Businessman Luis Conde, a prestigious Catalan headhunter, received the call from Cambridge Analytica in which this possibility was proposed. Conde denies the initial version: that it was he who contacted Mark Turnbull, the global policy manager for the British company, as noted by a source from the same consultant, who claimed that there was a group of Catalan businessmen worried about the independence movement who were willing to foot the bill of the campaign. The headhunter claims that he doesn’t know why they contacted him and would not confirm that Turnbull was on the call with him: he does not remember the name of the person who approached him. According to Conde, someone from the United States acted as intermediary so that Cambridge Analytica called and offered its services to tip the electoral balance. Official sources of the British company deny that they were the ones who approached the Catalan headhunter: "We never contact or select clients. Meetings are always at the request of parties/clients. "
Conde maintains that he didn't concern himself at all with this issue and that he handed off the proposal to a group of politicians and businessmen for their consideration.

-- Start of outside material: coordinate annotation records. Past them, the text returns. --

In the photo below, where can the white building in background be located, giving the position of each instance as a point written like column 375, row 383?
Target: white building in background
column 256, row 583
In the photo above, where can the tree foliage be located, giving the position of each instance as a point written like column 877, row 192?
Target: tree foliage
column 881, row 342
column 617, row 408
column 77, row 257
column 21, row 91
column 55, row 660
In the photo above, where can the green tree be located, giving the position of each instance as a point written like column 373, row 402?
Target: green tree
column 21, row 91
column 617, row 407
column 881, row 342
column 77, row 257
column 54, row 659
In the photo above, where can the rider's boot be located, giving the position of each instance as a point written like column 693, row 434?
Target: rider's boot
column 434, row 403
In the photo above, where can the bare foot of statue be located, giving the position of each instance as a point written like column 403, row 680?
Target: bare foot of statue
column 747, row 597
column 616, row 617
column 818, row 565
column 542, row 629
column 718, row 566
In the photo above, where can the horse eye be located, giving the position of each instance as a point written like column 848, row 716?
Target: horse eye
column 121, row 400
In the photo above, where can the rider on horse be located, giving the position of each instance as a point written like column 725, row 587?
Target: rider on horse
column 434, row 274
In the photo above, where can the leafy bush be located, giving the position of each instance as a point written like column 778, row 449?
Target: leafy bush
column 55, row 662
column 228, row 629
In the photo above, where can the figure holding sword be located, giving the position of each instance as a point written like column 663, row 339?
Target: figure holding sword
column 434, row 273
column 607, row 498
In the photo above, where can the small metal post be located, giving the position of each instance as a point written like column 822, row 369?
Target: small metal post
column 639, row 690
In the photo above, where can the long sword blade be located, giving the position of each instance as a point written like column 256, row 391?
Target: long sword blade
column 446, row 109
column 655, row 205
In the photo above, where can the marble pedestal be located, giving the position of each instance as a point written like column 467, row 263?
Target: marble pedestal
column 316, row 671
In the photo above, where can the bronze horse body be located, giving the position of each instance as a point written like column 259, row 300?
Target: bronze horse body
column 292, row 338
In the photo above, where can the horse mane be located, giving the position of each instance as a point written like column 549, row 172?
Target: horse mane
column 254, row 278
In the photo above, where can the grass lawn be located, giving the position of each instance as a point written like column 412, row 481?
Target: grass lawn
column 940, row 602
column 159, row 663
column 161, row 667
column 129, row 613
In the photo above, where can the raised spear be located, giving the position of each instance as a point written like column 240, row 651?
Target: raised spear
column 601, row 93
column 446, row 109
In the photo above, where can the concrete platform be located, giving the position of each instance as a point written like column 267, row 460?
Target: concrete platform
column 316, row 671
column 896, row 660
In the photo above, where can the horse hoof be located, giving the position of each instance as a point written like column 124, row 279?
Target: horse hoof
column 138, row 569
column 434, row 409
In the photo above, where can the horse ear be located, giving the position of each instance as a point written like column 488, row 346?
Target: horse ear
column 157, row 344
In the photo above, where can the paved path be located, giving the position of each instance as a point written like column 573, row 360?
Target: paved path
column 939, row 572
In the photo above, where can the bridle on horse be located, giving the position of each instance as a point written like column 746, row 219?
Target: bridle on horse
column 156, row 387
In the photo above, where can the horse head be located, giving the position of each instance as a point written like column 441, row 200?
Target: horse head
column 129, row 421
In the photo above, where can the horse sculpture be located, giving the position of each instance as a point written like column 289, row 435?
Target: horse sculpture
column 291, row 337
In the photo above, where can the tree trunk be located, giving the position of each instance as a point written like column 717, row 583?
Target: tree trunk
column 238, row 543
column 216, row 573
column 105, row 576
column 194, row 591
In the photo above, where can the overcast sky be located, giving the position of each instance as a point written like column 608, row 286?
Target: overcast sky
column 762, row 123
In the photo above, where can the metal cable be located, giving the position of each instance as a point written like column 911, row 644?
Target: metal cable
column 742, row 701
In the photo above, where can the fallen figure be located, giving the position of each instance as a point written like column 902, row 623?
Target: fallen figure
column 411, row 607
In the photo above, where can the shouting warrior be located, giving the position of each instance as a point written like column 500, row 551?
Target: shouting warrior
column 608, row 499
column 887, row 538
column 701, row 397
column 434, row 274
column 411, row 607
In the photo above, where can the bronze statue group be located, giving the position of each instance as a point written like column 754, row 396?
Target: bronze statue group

He did not want to confirm the name of the person who continued with the contacts, although the name of Juan Arza, then secretary of political studies for the Catalan branch of the PP, a former member of the Catalan Civil Society, and currently a member of the board of trustees with the Joan Boscà Foundation —an organization with links to the unionist cause—. When questioned by this newspaper, Arza did not confirm or deny these conversations with Cambridge Analytica, contacts in which he is said to have indicated to the consultant that there were several Ibex 35 companies ready to support the campaign. Arza merely said that “ARA is just sheer propaganda” and was very annoyed by this information, which he did not deny.
Catalan Civil Society claims that these contacts were not made on their behalf. Sources within the group warned that Arza is no longer part of the organisation and that he would not have been "authorized" nor would he receive "consent" to hold such talks. In any case, they admit that they knew about the existence of these contacts, since they shared meetings and discussion groups with various people from the unionist spectrum and that was a topic that had arisen in more than one conversation. Additionally, Josep Ramon Bosch, president of the Joan Boscà Foundation, also denies any involvement by the foundation in the matter.
At any rate, time ran out and the initiative did not bear fruit. At the time the New York Times and The Observer’s investigative efforts had not yet exposed the Cambridge Analytica scandal. Cambridge Analytica, which was part of the SCL Group, fiddled with data from users around the world, first to interfere in the US elections between Hilary Clinton and Donald Trump and then also in the case of the Brexit campaign, tipping the balance in favor of supporters of leaving the European Union —two scandals that brought the company down last spring.
Effects in Spain
About 137,000 Spanish citizens could have been affected by the leak of Facebook data which Cambridge Analytica had access to. It was achieved through the Thisisyourdigitallife application, which allowed access to the personal details and the contact information of users who downloaded it. Cambridge Analytica used this information to develop software aimed at predicting voter decisions and influencing their vote with customized propaganda and even by creating fake news.